Amariah Matos wasn't happy.
She was told that when class let out Thursday, she'd have to spend three extra hours in school -- serving detention.
She'd have to do that again Friday and on Monday.
That's the price 16-year-old Amariah and 35 others at Lindenhurst High in New York were told they'd paying for walking out of class during the National School Walkout on Wednesday.
In her case, a last-minute request from the New York governor spurred school administrators to wipe the punishment off their slates.
But across the country, students faced a similar reality for their bout of activism.
South Carolina's largest school district said it'd reprimand about 530 students for cutting class . More than 200 students in Allentown, Pennsylvania, will serve Saturday detentions . And in Georgia's Cobb County, students were told they could face up to five days' suspension.
"Obviously those that walked, accepted that. Those that didn't, could not accept those consequences," said Rich Pellegrino with the Cobb County branch of the Southern Christian Leadership Conference (SCLC).
The group said it's standing by with legal resources to help students who feel they were punished unfairly.

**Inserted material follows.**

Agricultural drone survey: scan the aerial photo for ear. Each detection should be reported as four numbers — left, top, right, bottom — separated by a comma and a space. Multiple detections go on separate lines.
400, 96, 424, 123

Amariah says she was initially suspended for three days. The school district then downgraded it to three days' detention. Then it canceled it altogether.
"Out of respect to the Governor's wishes, the administration has made the decision to absolve the students of the determined disciplinary action, and as such they will not be required to attend extended detention," said school Principal Clinton Grant on Thursday afternoon.
In Kansas City, student Riley Peak and his fellow students were given a choice.
The staff at Park Hill High told them they could either attend a half-hour detention after school next week or have a disciplinary meeting after spring break. Riley chose the latter, he said.
"I chose to do the disciplinary meeting because they have a lot of students that participated in the walkout," he told CNN affiliate WDAF . "I figured if they want to track me down to punish me for expressing my First Amendment right, then they have the right to do so." And he's right.
Little legal recourse
As long as the consequences don't exceed what would be typical for an infraction equivalent to cutting class, schools can discipline students, says the ACLU.
Josh Bell, an ACLU spokesman, said the organization is in the process of vetting reports from students on whether anyone has been handed an excessive punishment.
In Riley's case, it wasn't, his school says.
Jeanette Cowherd, the superintendent of the Park Hill school district, told CNN that students were receiving what would amount to a verbal warning, a punishment in line with those outlined in the district's student-parent handbook.
Protesting in their place
Another school district that made the news for taking a strict stance was Georgia's Cobb County. The metro Atlanta school district told its students they would be "subject to consequences" for walking out.
So, on Wednesday, a lot of parents protested in their place .
They held signs reading "Student Will Change Congress" and "Children Over Guns."
Pellegrino of the Cobb County SCLC branch said the group would write letters of recommendations to colleges on behalf of the students who participated.
But for students whose punishment is reasonable and allowed within their school district, "there's nothing legally that they can do about it."
Doing it again
Students like Amariah recognize that.
Asked if she would walk out again knowing she'd be hit with detention, she told CNN, "Without a doubt."
"This is something that means more to me than punishment."